Bencana dapat dibentuk oleh faktor buatan manusia. Meskipun masih banyak digunakan oleh banyak profesional manajemen bencana untuk menggambarkan bencana yang dipicu oleh bahaya alam, istilah “bencana alam” dapat menyesatkan. Bahaya tertentu mungkin alami, tetapi bencana terjadi karena faktor-faktor seperti di mana orang memilih untuk tinggal, atau berapa banyak uang yang diinvestasikan untuk pemeliharaan dan mitigasi. Risiko yang dialami orang terakumulasi perlahan seiring waktu sebagai hasil dari keputusan sosial yang lebih luas. Praktik bersejarah seperti redlining telah mengakibatkan banyak komunitas kulit hitam berada di lokasi berbahaya saat ini. Ketidaksetaraan lingkungan saat ini – seperti yang tidak merata distribusi racun penyebab kanker – meletakkan benih untuk bencana di masa depan. Menggunakan istilah selimut 'bencana alam' melanggengkan pemikiran sempit bahwa semua bencana adalah 'alami.' Sebaliknya, jurnalis harus menyebut peristiwa ini sebagai “bencana yang disebabkan oleh bahaya alam” atau, secara sederhana, “bencana”.
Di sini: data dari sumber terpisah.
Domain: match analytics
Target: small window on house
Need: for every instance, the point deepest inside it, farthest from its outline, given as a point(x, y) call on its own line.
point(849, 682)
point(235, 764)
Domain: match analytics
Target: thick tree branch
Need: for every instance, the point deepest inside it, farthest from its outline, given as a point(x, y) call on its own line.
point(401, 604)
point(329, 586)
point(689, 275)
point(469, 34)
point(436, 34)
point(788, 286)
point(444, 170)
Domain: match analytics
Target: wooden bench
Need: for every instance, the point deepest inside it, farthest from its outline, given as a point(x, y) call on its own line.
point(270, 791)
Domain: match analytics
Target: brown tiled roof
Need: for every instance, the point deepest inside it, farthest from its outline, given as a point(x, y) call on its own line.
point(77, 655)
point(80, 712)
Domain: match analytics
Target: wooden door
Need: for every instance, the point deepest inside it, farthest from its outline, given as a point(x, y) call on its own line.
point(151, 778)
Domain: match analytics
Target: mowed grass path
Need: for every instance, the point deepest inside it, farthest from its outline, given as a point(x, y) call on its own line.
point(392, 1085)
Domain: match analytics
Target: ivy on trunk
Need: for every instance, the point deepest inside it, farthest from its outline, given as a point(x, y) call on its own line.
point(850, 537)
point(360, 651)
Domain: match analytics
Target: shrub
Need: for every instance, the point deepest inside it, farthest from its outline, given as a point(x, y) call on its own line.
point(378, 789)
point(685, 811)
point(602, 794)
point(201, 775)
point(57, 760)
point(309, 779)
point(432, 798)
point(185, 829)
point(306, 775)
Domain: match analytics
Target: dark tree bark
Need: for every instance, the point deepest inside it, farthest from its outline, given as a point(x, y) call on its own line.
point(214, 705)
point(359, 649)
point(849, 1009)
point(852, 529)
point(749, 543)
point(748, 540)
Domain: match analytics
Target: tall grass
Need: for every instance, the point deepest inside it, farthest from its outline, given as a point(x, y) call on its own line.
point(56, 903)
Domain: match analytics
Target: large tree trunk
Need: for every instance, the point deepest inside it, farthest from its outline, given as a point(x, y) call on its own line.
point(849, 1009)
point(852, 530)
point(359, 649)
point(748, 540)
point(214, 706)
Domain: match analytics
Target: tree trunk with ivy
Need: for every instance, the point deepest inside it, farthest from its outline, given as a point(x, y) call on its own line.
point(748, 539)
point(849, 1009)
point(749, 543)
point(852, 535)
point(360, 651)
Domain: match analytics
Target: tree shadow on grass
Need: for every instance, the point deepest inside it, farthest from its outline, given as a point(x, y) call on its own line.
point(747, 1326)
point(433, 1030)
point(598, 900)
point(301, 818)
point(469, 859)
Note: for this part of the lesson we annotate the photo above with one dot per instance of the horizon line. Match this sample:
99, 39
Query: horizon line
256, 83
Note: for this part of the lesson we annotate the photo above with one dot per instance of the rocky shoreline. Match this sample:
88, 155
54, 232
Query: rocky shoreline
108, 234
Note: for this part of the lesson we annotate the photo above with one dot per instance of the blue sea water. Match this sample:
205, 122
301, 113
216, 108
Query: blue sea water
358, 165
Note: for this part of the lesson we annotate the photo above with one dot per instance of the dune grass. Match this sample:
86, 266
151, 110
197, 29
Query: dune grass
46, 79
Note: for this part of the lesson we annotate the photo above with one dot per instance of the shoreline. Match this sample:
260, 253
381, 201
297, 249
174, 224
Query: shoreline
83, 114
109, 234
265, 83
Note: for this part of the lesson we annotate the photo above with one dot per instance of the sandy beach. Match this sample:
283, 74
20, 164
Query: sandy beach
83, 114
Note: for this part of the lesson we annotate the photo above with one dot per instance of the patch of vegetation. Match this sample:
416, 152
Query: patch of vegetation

Aaron Clark-Ginsberg , Ph.D., adalah ilmuwan sosial asosiasi di RAND Corporation nonprofit dan nonpartisan. Seorang peneliti bencana dengan pelatihan, Dr. Clark-Ginsberg telah melakukan penelitian tentang ketahanan masyarakat dan pengurangan risiko bencana di 10+ negara di seluruh dunia.
Shearon Roberts , Ph.D., adalah associate professor Komunikasi Massa dan Studi Afrika-Amerika dan Diaspora di Xavier University di New Orleans. Dia adalah co-penulis Minyak dan Air: Pelajaran Media dari Badai Katrina dan Bencana Minyak Deepwater Horizon dan co-editor 'Treme and Post-Katrina Catharsis: The Mediated Rebirth of New Orleans' HBO. Dia adalah mantan jurnalis.